If you've got an idea for a refinement, please submit your own patch and
I'll look at incorporating it into the series.

Michal Hocko Dec. 5, 2023, 8:49 a.m. UTC | #30

On Mon 04-12-23 13:15:53, Kent Overstreet wrote:
> On Mon, Dec 04, 2023 at 11:33:12AM +0100, Michal Hocko wrote:
> > On Fri 01-12-23 16:25:06, Kent Overstreet wrote:
> > > On Fri, Dec 01, 2023 at 11:04:23AM +0100, Michal Hocko wrote:
> > > > On Thu 30-11-23 20:47:45, Kent Overstreet wrote:
> > > > > On Thu, Nov 30, 2023 at 09:14:35AM +0100, Michal Hocko wrote:
> > > > [...]
> > > > > > All that being said, I am with you on the fact that the oom report in
> > > > > > its current form could see improvements.
> > > > > 
> > > > > I'm glad we're finally in agreement on something!
> > > > > 
> > > > > If you want to share your own ideas on what could be improved and what
> > > > > you find useful, maybe we could find some more common ground.
> > > > 
> > > > One thing that I would consider an improvement is to have a way to
> > > > subscribe drivers with excessive memory consumption or those which are
> > > > struggling to dump their state.
> > > 
> > > Remember the memory allocation profiling patchset? The one where you
> > > kept complaining about "maintenancy overhead"?
> > 
> > Yes, I still maintain my opinion on that approach. I have never
> > questioned usefulness of the information.
> > 
> > > We can plug that into the show_mem report too, and list the top 10
> > > allocations by file and line number.
> > > 
> > > > Maybe your proposal can be extended that way but the crucial point is to
> > > > not dump all sorts of random shrinkers' state and end up with unwieldy
> > > > reports.  If, on the other hand, any particular shrinker struggles to
> > > > reclaim memory and it is sitting on a lot of memory it could be able to
> > > > flag itself to be involved in the dump.
> > > 
> > > Great, since as was mentioned in the original commit message it's not
> > > "all sorts of random shrinkers", but top 10 by objects reported, what
> > > I've got here should make you happy.
> > 
> > Can we do better and make that a shrinker decision rather than an
> > arbitrary top N selection? The thing is that shrinkers might even not
> > matter in many cases so their output would be just a balast. The number
> > of objects is not universaly great choice. As Dave mentioned metdata
> > might be pinning other objects.
> > 
> > That being said, if you want to give more debugability power to
> > shrinkers then it makes more sense to allow them to opt-in for the oom
> > report rather than control which of them to involve from the oom
> > reporting code which doesn't have enough context on its own.
> 
> If you've got an idea for a refinement, please submit your own patch and
> I'll look at incorporating it into the series.
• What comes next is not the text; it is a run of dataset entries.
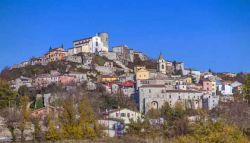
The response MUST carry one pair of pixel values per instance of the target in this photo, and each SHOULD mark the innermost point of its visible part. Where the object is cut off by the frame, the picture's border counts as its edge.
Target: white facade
(15, 84)
(227, 90)
(125, 114)
(93, 44)
(79, 77)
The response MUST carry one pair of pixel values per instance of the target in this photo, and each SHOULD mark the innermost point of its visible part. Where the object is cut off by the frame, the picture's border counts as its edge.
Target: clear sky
(202, 33)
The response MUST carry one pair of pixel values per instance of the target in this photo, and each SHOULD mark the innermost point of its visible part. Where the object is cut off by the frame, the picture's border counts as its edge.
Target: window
(123, 114)
(128, 115)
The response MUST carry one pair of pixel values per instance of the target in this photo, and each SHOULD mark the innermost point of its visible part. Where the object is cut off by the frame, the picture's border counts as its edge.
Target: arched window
(154, 105)
(162, 67)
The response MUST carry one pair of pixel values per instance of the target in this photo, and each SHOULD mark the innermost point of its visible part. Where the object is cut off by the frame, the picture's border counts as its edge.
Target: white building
(98, 43)
(21, 81)
(164, 66)
(124, 114)
(79, 77)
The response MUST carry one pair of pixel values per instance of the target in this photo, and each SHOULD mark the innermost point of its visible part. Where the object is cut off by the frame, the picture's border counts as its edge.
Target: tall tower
(104, 38)
(161, 65)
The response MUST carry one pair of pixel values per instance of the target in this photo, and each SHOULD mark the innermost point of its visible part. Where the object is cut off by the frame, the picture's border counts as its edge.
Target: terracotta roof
(155, 86)
(184, 91)
(82, 39)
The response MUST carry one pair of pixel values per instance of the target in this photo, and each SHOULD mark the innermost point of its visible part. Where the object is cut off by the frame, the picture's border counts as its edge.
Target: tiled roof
(154, 86)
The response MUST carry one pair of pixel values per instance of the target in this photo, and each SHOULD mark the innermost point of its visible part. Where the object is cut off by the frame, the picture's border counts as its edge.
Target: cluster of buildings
(44, 80)
(169, 82)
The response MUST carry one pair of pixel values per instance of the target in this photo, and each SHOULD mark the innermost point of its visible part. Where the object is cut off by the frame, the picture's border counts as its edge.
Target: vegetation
(98, 60)
(7, 96)
(33, 70)
(25, 115)
(246, 89)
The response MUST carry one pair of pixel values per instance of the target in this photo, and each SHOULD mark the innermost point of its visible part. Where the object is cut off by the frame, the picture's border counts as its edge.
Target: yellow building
(188, 80)
(55, 54)
(107, 78)
(141, 73)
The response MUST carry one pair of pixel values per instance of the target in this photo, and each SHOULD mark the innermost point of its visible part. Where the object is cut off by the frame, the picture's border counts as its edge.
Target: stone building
(98, 43)
(164, 66)
(155, 96)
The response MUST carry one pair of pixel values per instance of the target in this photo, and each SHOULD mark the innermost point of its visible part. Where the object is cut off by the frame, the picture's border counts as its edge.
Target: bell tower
(161, 65)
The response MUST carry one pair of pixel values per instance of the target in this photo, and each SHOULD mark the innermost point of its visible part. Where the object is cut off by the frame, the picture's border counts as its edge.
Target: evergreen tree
(7, 95)
(25, 114)
(70, 124)
(53, 134)
(246, 89)
(87, 119)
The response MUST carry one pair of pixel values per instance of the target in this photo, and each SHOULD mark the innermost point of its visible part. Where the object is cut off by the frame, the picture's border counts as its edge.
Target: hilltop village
(123, 85)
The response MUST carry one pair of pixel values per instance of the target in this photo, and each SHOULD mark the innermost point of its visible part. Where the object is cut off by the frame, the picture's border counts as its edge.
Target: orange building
(55, 54)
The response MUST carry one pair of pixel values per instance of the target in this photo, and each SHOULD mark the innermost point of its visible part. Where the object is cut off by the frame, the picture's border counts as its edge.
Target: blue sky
(202, 33)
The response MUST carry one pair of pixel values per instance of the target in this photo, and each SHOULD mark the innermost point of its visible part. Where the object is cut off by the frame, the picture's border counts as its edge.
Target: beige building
(98, 43)
(209, 85)
(141, 73)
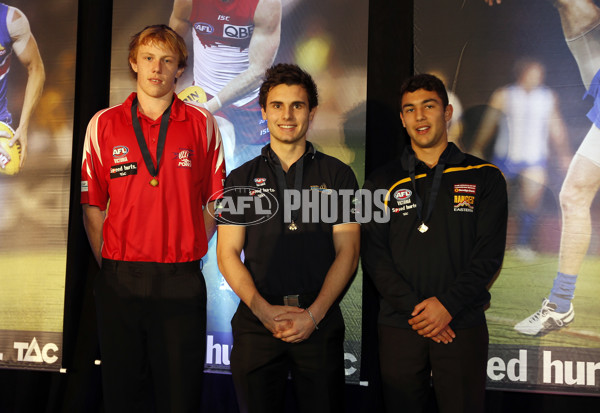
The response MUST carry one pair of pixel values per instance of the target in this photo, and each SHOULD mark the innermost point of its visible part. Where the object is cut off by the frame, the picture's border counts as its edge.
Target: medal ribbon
(433, 192)
(162, 137)
(282, 183)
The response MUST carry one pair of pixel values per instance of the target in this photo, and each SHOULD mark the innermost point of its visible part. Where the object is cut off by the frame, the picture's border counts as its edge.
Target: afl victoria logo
(119, 151)
(402, 194)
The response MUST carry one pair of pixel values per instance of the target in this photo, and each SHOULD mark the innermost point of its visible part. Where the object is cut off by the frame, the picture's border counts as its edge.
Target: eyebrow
(296, 102)
(422, 103)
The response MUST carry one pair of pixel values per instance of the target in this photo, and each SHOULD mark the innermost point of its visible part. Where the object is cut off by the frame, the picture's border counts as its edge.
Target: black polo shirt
(283, 258)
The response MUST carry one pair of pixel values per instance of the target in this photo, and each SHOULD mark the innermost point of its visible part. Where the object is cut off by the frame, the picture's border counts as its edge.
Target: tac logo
(237, 32)
(32, 352)
(402, 194)
(120, 151)
(203, 28)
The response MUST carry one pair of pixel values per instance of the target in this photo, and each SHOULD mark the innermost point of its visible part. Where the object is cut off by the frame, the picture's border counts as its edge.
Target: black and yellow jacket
(459, 254)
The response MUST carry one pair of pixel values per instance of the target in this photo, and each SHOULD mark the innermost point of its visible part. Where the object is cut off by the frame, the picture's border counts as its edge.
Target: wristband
(312, 318)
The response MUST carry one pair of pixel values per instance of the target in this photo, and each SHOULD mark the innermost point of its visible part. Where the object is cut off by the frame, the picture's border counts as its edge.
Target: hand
(268, 314)
(430, 318)
(300, 328)
(3, 152)
(21, 136)
(446, 336)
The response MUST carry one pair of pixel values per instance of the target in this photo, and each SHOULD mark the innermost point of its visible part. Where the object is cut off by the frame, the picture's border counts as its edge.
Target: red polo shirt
(143, 222)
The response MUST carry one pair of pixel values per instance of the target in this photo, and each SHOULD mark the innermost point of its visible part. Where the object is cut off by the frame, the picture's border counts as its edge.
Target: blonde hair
(158, 33)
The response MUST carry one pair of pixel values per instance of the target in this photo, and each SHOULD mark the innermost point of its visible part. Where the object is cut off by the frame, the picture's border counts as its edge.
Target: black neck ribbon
(162, 137)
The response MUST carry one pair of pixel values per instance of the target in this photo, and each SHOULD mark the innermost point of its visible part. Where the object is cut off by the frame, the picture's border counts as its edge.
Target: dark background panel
(79, 389)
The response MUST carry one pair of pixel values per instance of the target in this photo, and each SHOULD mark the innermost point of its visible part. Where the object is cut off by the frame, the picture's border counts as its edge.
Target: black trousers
(261, 364)
(152, 328)
(411, 363)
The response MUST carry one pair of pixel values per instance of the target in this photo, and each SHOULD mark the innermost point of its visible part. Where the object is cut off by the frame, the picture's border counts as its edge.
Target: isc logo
(119, 151)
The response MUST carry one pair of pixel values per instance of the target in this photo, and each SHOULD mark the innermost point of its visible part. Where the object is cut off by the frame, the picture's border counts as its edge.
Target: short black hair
(427, 82)
(288, 74)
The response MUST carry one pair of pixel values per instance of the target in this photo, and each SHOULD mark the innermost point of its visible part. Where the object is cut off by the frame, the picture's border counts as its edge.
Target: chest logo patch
(464, 197)
(122, 170)
(184, 158)
(120, 153)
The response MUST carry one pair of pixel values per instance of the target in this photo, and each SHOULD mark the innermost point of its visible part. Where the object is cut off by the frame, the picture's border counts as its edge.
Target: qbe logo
(231, 31)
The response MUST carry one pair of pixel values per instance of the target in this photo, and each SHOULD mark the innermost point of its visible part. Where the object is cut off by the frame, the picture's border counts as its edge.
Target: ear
(311, 114)
(133, 65)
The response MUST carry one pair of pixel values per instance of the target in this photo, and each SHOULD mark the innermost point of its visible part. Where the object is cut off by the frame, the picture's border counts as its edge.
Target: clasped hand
(430, 319)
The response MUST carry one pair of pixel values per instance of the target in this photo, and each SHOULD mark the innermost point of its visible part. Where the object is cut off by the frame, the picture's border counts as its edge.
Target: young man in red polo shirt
(151, 169)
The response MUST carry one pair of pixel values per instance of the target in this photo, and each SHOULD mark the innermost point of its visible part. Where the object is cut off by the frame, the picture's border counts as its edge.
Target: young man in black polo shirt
(295, 264)
(433, 260)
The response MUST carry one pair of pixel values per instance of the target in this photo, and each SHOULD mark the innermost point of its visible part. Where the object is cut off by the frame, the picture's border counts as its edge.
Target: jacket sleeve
(377, 258)
(487, 254)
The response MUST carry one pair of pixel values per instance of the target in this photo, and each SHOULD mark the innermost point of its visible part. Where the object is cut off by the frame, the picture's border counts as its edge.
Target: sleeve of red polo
(94, 188)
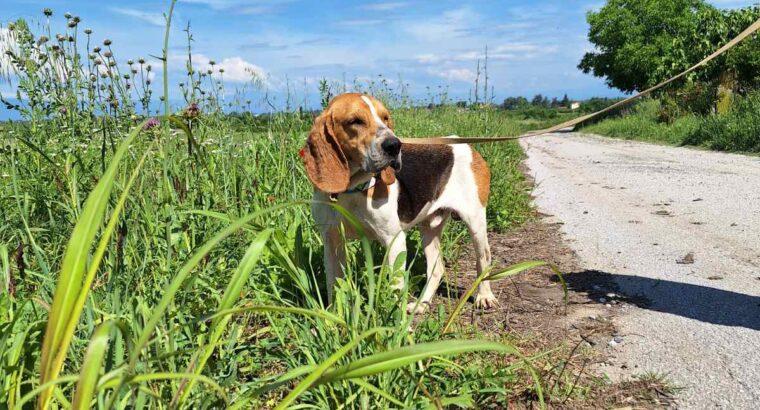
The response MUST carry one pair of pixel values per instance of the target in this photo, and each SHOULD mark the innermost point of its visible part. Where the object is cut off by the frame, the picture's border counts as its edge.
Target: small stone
(687, 259)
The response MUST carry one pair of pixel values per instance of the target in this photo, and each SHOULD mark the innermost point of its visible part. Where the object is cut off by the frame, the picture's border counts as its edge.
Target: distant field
(242, 167)
(171, 261)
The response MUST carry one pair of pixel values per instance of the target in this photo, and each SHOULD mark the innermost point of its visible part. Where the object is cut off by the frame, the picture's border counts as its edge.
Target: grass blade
(231, 295)
(394, 359)
(93, 361)
(312, 378)
(69, 284)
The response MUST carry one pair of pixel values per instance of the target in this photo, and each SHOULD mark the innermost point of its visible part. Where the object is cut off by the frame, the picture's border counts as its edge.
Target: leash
(571, 123)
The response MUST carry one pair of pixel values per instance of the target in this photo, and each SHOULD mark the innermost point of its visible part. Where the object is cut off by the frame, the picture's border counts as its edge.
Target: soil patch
(532, 310)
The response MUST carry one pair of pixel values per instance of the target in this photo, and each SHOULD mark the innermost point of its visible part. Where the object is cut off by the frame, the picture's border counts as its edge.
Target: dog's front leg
(397, 246)
(335, 258)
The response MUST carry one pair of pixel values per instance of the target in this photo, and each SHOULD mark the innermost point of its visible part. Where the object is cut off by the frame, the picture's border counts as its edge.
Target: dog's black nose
(392, 146)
OK, noted. Let me just remind you that /me as a reviewer have pointed
out several shortcomings of your proposed solution. From my POV this is
not something we should merge in its current form.

I am not going to comment further in this email thread as it seems you
are not interested in the review feedback and I have better things to do
than talking to /dev/null. This is not the first time you act like that
and I really do recommend you to think about your attitude and
communication style.

Good luck!

Kent Overstreet Dec. 5, 2023, 11:21 p.m. UTC | #31

On Tue, Dec 05, 2023 at 09:49:15AM +0100, Michal Hocko wrote:
> OK, noted. Let me just remind you that /me as a reviewer have pointed
> out several shortcomings of your proposed solution. From my POV this is
> not something we should merge in its current form.
> 
> I am not going to comment further in this email thread as it seems you
> are not interested in the review feedback and I have better things to do
> than talking to /dev/null. This is not the first time you act like that
> and I really do recommend you to think about your attitude and
> communication style.

Michal, I was extending an offer to you to contribute; as programmers,
the primary idea we share our ideas is through code.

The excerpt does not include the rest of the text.